In December 2018, I was invited to speak at the M4 conference in New York City. My presentation was on reflexivity and financial market forecasting. I have the link to the presentation slides at the end of the article. I presented a basic mathematical model of complexity and discussed how the curse of dimensionality leads to no compromise and extreme solutions (slides 27–32). The conclusion was that, under high complexity, ruin becomes certain. But you do not need to be a rocket scientist to figure that out: high complexity increases the fragility of the system and the probability that a single point of failure could cause a domino effect. We already experienced that during the Great Financial Crisis. The solution was to “flood the system with money.”

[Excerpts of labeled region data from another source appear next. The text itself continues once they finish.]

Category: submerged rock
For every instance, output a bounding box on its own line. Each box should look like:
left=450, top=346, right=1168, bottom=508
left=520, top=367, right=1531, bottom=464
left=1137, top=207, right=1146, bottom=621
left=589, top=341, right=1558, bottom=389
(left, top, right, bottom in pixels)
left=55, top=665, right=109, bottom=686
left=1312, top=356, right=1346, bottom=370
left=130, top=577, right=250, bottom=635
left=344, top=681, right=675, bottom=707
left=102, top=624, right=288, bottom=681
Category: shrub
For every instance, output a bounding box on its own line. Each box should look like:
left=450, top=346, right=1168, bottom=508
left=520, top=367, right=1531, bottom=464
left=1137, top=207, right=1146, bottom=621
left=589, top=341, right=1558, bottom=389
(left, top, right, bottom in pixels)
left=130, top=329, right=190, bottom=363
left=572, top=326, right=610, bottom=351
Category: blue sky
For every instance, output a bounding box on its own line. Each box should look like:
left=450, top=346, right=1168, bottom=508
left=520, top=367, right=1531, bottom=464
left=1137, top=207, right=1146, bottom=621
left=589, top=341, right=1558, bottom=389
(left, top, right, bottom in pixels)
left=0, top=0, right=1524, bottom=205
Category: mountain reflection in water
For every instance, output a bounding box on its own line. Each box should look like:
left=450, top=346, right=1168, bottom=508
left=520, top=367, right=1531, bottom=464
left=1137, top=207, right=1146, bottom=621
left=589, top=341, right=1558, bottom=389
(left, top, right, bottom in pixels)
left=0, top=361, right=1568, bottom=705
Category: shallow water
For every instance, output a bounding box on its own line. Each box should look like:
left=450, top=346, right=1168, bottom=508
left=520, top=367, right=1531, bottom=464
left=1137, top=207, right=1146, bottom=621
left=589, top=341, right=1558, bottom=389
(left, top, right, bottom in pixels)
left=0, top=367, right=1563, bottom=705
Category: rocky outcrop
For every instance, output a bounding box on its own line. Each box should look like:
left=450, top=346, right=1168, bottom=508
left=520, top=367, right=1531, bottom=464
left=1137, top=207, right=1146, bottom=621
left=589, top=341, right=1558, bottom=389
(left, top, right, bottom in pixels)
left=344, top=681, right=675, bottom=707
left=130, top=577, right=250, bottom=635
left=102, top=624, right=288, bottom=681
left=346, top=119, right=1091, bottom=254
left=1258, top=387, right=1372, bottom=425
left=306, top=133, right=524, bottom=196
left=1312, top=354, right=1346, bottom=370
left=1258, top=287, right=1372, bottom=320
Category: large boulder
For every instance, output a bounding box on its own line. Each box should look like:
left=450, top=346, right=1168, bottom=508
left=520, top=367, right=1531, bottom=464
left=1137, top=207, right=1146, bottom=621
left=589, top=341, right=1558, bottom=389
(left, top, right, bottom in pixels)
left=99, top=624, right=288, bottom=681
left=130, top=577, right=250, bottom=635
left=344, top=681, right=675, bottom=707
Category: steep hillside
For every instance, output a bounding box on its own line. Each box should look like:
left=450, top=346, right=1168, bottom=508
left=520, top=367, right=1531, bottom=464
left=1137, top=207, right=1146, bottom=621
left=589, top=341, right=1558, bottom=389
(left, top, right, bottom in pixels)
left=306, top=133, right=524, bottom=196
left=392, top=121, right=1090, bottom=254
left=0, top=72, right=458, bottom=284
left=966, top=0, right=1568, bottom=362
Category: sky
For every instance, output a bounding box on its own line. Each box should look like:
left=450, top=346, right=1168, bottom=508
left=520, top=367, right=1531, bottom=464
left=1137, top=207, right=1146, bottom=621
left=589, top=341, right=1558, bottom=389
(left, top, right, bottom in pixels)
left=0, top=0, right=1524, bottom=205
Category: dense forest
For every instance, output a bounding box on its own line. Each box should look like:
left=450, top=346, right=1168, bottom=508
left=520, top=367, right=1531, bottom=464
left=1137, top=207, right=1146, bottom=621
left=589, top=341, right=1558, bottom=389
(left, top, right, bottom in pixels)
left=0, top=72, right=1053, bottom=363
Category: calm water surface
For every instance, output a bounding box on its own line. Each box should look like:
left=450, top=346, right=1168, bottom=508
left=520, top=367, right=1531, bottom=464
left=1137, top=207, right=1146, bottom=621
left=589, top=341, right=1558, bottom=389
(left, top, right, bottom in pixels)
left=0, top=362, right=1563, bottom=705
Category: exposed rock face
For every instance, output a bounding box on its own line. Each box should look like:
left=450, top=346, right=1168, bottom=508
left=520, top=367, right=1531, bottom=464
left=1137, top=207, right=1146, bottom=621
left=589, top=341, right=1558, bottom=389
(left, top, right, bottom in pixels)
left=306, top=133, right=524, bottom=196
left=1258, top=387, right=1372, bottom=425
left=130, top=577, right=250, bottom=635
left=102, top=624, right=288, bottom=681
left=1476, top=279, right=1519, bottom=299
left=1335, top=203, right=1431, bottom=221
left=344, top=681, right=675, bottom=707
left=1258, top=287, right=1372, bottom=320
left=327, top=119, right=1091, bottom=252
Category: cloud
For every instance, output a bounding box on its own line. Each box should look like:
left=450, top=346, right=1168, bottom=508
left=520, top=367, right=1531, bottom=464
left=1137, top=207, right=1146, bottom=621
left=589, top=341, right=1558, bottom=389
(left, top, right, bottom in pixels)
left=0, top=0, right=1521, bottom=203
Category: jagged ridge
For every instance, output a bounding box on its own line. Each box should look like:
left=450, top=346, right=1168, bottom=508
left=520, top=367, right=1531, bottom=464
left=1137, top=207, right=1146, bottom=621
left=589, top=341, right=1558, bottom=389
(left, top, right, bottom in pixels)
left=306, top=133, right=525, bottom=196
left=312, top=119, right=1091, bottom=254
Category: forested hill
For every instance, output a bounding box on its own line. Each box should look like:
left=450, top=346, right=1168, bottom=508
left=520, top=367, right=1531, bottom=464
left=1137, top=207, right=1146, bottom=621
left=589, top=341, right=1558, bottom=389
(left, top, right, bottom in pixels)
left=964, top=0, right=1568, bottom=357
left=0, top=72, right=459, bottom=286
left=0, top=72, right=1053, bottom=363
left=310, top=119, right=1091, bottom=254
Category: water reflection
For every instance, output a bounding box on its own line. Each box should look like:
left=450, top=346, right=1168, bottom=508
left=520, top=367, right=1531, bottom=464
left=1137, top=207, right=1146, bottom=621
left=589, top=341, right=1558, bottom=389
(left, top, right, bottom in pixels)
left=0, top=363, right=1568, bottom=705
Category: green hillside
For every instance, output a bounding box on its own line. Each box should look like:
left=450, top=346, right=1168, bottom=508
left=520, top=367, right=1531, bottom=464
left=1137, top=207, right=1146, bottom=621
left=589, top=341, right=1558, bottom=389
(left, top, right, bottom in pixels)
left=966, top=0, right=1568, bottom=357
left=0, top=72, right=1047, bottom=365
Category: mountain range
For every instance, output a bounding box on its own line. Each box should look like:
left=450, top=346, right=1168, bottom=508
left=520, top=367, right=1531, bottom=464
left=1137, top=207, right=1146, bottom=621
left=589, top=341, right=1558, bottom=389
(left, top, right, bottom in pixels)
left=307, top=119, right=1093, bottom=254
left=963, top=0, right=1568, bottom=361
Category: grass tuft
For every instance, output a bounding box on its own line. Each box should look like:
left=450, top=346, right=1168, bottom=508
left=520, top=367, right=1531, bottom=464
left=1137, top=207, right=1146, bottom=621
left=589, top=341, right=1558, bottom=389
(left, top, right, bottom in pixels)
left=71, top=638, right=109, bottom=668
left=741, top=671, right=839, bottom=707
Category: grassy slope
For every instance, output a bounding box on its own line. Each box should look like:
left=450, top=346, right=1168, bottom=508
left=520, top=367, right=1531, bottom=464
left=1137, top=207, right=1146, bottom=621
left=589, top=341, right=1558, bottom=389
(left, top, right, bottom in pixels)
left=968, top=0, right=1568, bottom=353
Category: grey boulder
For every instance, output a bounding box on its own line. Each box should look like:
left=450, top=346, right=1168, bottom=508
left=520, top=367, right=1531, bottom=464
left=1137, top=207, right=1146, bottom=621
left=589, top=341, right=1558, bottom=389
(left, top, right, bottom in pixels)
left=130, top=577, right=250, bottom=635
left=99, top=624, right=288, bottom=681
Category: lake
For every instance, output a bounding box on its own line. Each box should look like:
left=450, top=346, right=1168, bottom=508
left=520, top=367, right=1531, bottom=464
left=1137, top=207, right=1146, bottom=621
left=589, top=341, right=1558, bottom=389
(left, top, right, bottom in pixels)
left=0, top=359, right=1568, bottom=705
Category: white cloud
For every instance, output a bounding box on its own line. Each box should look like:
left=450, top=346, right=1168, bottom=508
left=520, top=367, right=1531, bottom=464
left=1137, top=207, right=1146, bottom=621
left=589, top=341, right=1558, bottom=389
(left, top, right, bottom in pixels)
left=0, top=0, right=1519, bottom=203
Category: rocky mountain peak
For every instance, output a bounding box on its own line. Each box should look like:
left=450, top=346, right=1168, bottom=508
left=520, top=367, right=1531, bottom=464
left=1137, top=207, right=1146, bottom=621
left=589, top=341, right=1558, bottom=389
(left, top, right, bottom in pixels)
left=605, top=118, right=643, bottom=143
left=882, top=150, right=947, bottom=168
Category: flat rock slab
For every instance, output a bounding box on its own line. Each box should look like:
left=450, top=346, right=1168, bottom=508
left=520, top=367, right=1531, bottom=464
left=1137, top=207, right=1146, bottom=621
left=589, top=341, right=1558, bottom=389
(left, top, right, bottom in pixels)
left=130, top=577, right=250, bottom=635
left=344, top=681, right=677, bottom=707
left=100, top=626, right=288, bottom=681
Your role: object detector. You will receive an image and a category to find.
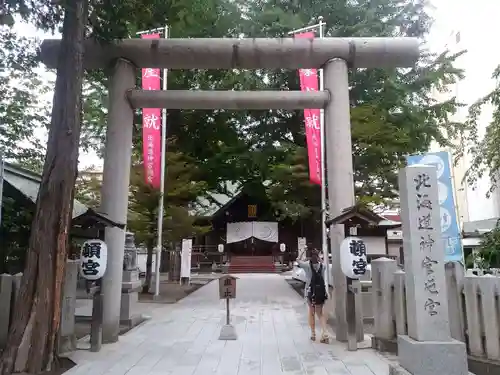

“Flooding the system with money” was an irresponsible short-term remedy that did not deal with the root of the problem, which was rising complexity, and in this particular case, that of financial products such as MBS and CDS, as well as the rampant and uncontrollable globalization that solved some problems but created many more, even worse. Specifically, globalization solved the US problem of exporting inflation but at the severe cost of turning China into a superpower. Now, we have reached the unthinkable point of talking about a direct military confrontation with China. In hindsight, the cost of not exporting inflation and maintaining the manufacturing base in the USA would have been significantly lower than the current situation we are faced with. At the same time, the drive to cause a brain drain from Russia that benefited mostly the financial services industry, with physicists and mathematicians flooding Wall Street, might have also opened the door to the transfer of key military technology to Russia and enabled them to develop advanced nuclear weapons. The fast transition of Russia from a low-grade weapons power to a high-tech arsenal can only be justified in the context of some transfer of technology. We now face the consequences of the drive to maximize short-term gains by increasing complexity while inevitably maximizing the long-term risk of ruin.
The age of no compromise is a direct consequence of technological complexity in every aspect of human life. Young people now wonder how people lived 20 years ago without smart phones, but thousands of years ago, people created wonders without even electricity. Isaac Newton wrote the Principia with a quill under candlelight. There has been no fundamental progress in this century other than an uncontrollable drive to pack more transistors into chips and increase processing power. This creates higher complexity, which leads to more extremes and no compromise. Technology offers a sense of superiority but has also been the driving force behind large-scale industrial wars.
In a nutshell, no compromise states arise due to the disturbing result in mathematics of the hyper-surface area tending to zero as the number of dimensions increases. At about 20 dimensions, nearly all the volume of the hypersphere is concentrated at the edges of an inscribed hypercube. There are no solutions except for extreme values. Two extreme solutions are no immigration (far right) or open borders (far left). Another example of extreme solutions is no nuclear energy for power or 100% nuclear energy for power. When it comes to social policies, we see in some countries no compromise positions, for example, free health care versus no free health care or free education versus private education. Or, as a very extreme no-compromise position, no sentencing for burglars (far left) or heavy sentences for burglars (far right). As complexity increases, the few voices remaining that suggest a compromise tend to select extremes. The ultimate extremes are no war versus an all-out war. All disputing parties have recently adopted this position of no compromise. Due to complexity, there is no room for compromise. Of course, there have been similar decisions in the past in a lower-complexity world, but there were no risks of total annihilation and it is this that makes higher complexity an ominous development. Everyone thinks they have the technology to prevail, so why compromise at all? The Chinese think they have the technology to prevail in a war with Taiwan, the Russians think they can prevail in a war with Ukraine, and the USA thinks it can dominate in a war with them. Why compromising?
In the past, when battles ended with 80% or 90% of the army dead, opponents compromised because there was no way to continue fighting. Nowadays, with drones and ballistic missiles, few see reasons for a compromise. As the technology gets more advanced, with autonomous robots joining the armies, the situation will get worse. When “no compromise” becomes the doctrine, ruin becomes more certain. Is this dynamic reversible?
We need a miracle that will force a compromise.